The Yorkshire bit speaks for itself. I’m based in the heart of Yorkshire and although I’m not a Yorkshireman born and bred I’m very proud to have made this place my home.

So, what’s the twist? Yorkshire folk are known for having little patience for frippery. Extraneous fluff isn’t their way, and I appreciate the fact that they want to get to the nitty-gritty quickly. I’m not the only one that thinks like that. Simple is better, especially when it comes to the web where acronyms and jargon abound.

So I’m putting in place a policy to avoid jargon as much as possible. Yorkshire Twist will be an acronym-light zone. Clients will be able to easily understand the technology and therefore get the best out of it, without having to invest in a thesaurus.

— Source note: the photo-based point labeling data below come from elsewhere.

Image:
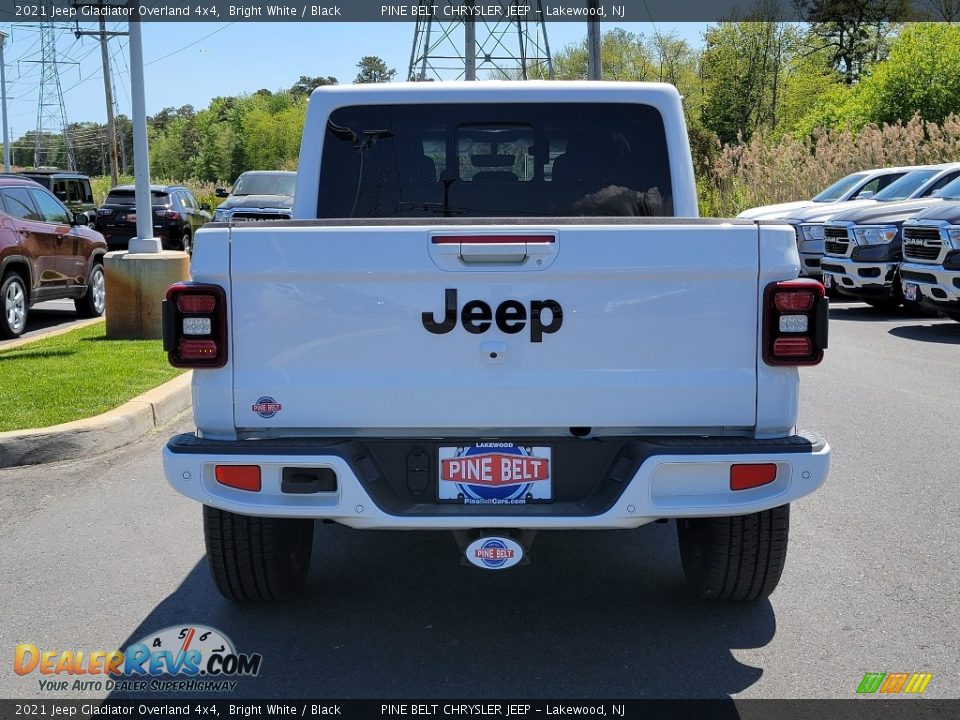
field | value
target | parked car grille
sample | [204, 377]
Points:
[932, 244]
[836, 240]
[254, 215]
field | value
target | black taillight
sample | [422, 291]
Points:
[195, 325]
[795, 321]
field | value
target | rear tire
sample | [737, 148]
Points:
[14, 306]
[256, 558]
[94, 301]
[734, 558]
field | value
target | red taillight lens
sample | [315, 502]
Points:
[195, 325]
[241, 477]
[744, 477]
[196, 303]
[795, 320]
[197, 350]
[788, 302]
[792, 347]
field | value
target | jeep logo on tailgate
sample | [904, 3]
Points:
[511, 317]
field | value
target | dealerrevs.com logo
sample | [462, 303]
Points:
[191, 658]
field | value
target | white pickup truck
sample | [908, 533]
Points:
[495, 312]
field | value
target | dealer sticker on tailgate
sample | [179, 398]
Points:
[495, 473]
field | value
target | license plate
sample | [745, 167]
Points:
[495, 473]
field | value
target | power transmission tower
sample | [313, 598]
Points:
[107, 83]
[51, 113]
[509, 44]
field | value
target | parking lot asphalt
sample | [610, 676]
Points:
[97, 554]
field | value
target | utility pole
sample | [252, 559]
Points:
[107, 87]
[594, 66]
[3, 101]
[108, 90]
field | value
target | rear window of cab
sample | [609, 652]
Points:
[495, 159]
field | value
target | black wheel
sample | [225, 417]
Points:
[95, 299]
[15, 305]
[255, 558]
[887, 305]
[891, 303]
[734, 558]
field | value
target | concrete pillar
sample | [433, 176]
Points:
[136, 284]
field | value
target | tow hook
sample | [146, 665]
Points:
[494, 550]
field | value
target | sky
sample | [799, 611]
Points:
[191, 63]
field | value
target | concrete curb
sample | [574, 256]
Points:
[13, 344]
[87, 438]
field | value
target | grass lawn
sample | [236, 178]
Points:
[76, 375]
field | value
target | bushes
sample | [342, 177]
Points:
[759, 172]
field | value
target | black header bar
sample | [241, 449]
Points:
[201, 707]
[488, 11]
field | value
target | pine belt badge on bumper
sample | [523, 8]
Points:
[495, 473]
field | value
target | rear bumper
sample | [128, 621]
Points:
[648, 479]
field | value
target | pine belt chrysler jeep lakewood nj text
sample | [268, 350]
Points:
[495, 312]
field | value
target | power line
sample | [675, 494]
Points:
[187, 47]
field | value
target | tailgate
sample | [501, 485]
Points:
[604, 326]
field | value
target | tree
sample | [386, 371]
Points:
[373, 69]
[743, 68]
[623, 56]
[306, 85]
[856, 33]
[921, 76]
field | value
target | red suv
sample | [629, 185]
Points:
[46, 253]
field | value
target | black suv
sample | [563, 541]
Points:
[71, 188]
[176, 216]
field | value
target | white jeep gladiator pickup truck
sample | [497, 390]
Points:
[495, 312]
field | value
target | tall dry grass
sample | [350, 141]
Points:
[760, 172]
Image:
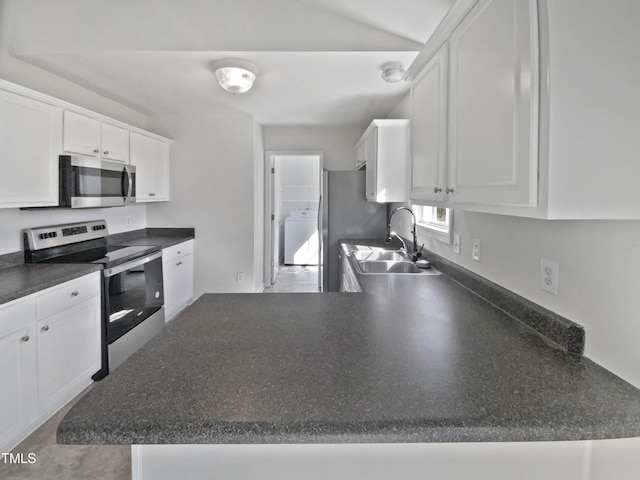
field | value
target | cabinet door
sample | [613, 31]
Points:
[68, 352]
[178, 281]
[81, 134]
[29, 147]
[115, 143]
[151, 159]
[494, 101]
[141, 155]
[429, 130]
[371, 159]
[18, 407]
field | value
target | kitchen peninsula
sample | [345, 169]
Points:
[352, 368]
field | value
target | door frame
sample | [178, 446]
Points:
[269, 196]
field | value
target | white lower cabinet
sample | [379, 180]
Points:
[18, 375]
[177, 268]
[68, 352]
[48, 351]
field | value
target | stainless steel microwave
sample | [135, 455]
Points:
[91, 183]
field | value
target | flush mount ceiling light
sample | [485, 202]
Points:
[235, 76]
[392, 72]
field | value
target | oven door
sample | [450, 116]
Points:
[133, 293]
[89, 182]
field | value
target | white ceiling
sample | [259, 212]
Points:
[319, 59]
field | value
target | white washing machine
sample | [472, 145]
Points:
[301, 241]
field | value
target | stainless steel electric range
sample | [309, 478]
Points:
[132, 288]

How exactly that will pan out I’m not sure yet. The clients I work with currently say they appreciate my down-to-earth approach, so I figured it’s worth turning that skill to my advantage. Plus it gives me the chance to separate my slightly worrying personal online life from my business dealings.

It will also give me a brand under which I can offer some of my open source software, and some other pieces of software such as my content management system and e-commerce system. Hmm, that’s a bit close to jargon for my liking. I may have to rethink how I describe these things.

My manual for much of this transition, apart from my wife’s impeccable common sense (she’s a true Yorkshirewoman, you know), will be this guide to marketing a small web design business. Recommended reading for anyone in my position.